Perhaps there were mistakes made in the creation and deployment of
the Affero clause, but as Kuhn's talk illustrated, the job of
protecting software freedom in web applications involves a number of
discrete challenges. The AGPL is not a magic bullet, nor can it
change today's web development culture, but the issues that it
addresses are vital for the long term preservation of software
freedom. The other wrinkle, of course, is that there are a wide range
of opinions about what constitutes software freedom on the web. Some
draw the line at whatever software runs on the user's local machine
(i.e., the JavaScript components), others insist that public APIs and
open access to data are what really matters. The position advocated
by the FSF and by Kuhn is the most expansive, but because of it,
developers now have another licensing option at their disposal.
(Log in to post comments)
It's funny that all these discussions are ignoring the position of software developer's (web developers here) even if they are supposedly do all that for their sake.
Microsoft may preach that GPL is scary, viral and awful as long as it wants but the fact remains: compliance is not a problem for Joe Average Developer. Either s/he uses binary offered by someone else (and then 3c of GPLv2 or 6d of GPLv3 is easy to satisfy) or it's program in a source form (and then 3a of GPLv2 or 6d of GPLv3 is more-or-less automatically satisfied). Most "normal" programs don't encourage you to change the source, extensions are done via some form of plugins.
But AGPL is a problem for Jor Average Web-Developer. Most server-side frameworks basically encourage changes and it's easy to embed many-many things in them which you don't want to give to just anyone (think LWN: how that "source code release" process is going?). This means that AGPL is quickly becoming boogeymen. Compare number of GPL projects and number of AGPL project. Then compare amount of article-described "up-selling" abuse. People learn to avoid AGPL (and often GPL since it looks similar).

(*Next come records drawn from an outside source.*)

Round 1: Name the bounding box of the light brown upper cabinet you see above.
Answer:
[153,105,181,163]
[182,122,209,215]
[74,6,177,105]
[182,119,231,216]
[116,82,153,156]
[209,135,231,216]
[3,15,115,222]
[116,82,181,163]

The fact that existing web software quickly becomes quite a mess after deployment (because there are local modifications you can not easily upgrade to latest-and-greatest version and because it's not upgraded it contains plethora of well-known security holes) is bad for other reason but till this mess will not be fixed AGPL can not change the situation.
if you modify the Program, your modified version must prominently offer all users interacting with it remotely through a computer network (if your version supports such interaction) an opportunity to receive the Corresponding Source of your version by providing access to the Corresponding Source from a network server at no charge, through some standard or customary means of facilitating copying of software.
(I'm assuming "downloading a binary file via a manually clicked deep link from outside" is interaction. I am, of course, not a lawyer, and this is not legal advice.)
[A]ll these discussions are ignoring the position of software developer's (web developers here) even if they are supposedly do all that for their sake.
Be careful in your characterizations. `Open source' is for the developers; `Free Software' is for the users. I'm sure it's the latter that Mr. Kuhn is addressing.